心臓がドキドキと脈打つ。早くなった鼓動が落ち着くのを待って……
「根拠はなにもないよね。全部、わたしの想像だし。……うん。調べるの、ここまでにしよう」
わたしは慌てて資料を片付け始める。
そうだ、どこかケーキでも食べに行こう。怪談調査なんて忘れて、甘い物を食べるんだ。
わたしは早速、どこのお店に行こうか考え始める。定番の星空? 足を伸ばして『しらゆき』もいい。プリムスイーツやアウラ・ケーキも食べに行きたい。
色んなケーキに想いを馳せながら、片付けをしていると……ふと、違和感を覚えた。
片付けるために手に取った新聞。これは……。
「…………あれ? これ13年前の新聞だ。

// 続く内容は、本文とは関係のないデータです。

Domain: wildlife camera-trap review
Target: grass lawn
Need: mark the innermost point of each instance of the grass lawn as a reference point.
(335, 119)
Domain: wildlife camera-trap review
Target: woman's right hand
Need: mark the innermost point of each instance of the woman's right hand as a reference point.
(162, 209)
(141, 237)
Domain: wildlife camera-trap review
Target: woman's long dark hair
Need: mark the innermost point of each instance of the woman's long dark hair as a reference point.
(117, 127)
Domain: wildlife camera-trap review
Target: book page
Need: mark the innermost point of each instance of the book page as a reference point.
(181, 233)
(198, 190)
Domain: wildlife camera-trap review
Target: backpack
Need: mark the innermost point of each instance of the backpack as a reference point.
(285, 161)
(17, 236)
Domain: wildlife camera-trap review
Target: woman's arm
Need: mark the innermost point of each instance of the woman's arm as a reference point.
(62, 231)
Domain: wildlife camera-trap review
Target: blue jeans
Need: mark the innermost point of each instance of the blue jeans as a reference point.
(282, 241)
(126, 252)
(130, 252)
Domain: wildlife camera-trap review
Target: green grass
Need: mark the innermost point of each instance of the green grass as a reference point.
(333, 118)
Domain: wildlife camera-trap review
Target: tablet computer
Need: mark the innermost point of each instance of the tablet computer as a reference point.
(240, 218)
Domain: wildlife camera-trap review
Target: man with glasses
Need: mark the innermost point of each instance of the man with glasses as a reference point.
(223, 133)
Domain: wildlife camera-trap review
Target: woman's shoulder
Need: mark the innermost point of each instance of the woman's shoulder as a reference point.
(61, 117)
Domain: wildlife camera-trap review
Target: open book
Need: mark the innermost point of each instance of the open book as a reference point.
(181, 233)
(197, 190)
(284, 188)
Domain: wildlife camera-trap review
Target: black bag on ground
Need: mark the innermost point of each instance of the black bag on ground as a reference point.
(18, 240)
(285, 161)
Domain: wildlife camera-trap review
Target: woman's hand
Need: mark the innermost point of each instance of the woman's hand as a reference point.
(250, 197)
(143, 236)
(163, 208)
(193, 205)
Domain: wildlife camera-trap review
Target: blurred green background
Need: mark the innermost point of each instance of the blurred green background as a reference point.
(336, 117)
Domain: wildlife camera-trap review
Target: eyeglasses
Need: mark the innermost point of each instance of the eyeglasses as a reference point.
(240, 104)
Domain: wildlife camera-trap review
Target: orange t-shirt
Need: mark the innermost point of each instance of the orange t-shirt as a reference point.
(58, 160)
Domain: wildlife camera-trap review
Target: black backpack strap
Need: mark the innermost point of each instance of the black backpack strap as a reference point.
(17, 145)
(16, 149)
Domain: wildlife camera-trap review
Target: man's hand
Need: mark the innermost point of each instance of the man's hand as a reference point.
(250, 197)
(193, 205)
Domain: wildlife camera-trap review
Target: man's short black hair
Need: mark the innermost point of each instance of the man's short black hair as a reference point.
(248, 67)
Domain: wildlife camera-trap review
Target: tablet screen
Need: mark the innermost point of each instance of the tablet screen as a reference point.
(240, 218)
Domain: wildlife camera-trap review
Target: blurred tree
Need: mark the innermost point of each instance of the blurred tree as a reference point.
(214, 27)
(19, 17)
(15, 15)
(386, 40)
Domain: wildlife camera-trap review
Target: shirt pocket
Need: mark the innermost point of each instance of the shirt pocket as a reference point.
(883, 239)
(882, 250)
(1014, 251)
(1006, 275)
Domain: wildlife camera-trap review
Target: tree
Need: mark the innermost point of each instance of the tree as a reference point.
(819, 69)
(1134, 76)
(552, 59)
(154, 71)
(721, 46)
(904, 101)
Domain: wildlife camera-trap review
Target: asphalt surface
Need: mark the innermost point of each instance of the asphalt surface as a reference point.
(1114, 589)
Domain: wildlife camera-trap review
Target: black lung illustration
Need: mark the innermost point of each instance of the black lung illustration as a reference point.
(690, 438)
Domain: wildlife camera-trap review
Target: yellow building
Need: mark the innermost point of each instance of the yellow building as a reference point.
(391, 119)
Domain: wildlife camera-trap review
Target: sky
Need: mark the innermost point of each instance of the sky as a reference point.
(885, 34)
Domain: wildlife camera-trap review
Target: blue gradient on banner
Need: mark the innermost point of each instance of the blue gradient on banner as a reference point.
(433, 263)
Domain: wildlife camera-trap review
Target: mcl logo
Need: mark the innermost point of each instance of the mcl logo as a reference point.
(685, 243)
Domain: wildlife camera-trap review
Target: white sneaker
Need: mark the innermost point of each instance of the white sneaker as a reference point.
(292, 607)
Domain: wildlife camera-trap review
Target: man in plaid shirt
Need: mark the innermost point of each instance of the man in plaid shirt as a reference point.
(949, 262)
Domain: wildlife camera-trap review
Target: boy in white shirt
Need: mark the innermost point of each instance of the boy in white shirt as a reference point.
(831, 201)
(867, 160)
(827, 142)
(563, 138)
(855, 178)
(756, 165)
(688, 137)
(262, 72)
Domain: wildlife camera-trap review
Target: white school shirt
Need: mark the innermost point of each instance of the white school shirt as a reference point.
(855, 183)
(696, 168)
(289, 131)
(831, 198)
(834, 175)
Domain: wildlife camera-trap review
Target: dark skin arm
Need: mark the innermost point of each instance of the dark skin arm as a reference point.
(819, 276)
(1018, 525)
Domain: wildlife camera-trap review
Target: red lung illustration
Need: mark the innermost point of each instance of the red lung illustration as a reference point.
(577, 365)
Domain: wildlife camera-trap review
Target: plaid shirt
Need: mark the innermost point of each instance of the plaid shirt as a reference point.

間違えて持って来ちゃったかな」
まだ読んでない新聞の中に、12年前ではなく13年前のものが混ざっている。
わたしはなんとなく、その新聞を広げてみた。
するとちょうど地方欄で、千藤第一中学校の名前が目に飛び込んできた。
わたしも通っていた、地元の学校だ。
「千藤第一中学校、サッカー部が全国大会出場……。へぇ、そんなことがあったんだ。……うん?」
その記事を読んでいくにつれて、わたしの目は大きく見開いていく。
「紅一点、エースの
これって、ミサキちゃん?
千藤高校に入る前、まだサッカーがやれた頃の記事……。
『日に日に身体が弱っていくのがわかるんだ。それが悔しくって……なんでこんなにやりたいのに、できないんだって、心臓を殺してやりたかった。……意味わかんないよね?』
あの時、そう語ったミサキちゃんは。
悔しくて、今にも泣き出しそうな……笑顔だった。
「そうだよ……ね。あれが嘘だとは、わたしは思えない」
ミサキちゃんが幽霊になったのは、サッカーに強い未練があったからだ。
他に理由なんてない。
同時期に変な事件があったせいで、ナイフなんて持つようになったんだ。
わたしが聞いた話にはナイフは出てこないけど、探せばナイフが出てくるバリエーションもあるに違いない。
うん、きっとそうだ。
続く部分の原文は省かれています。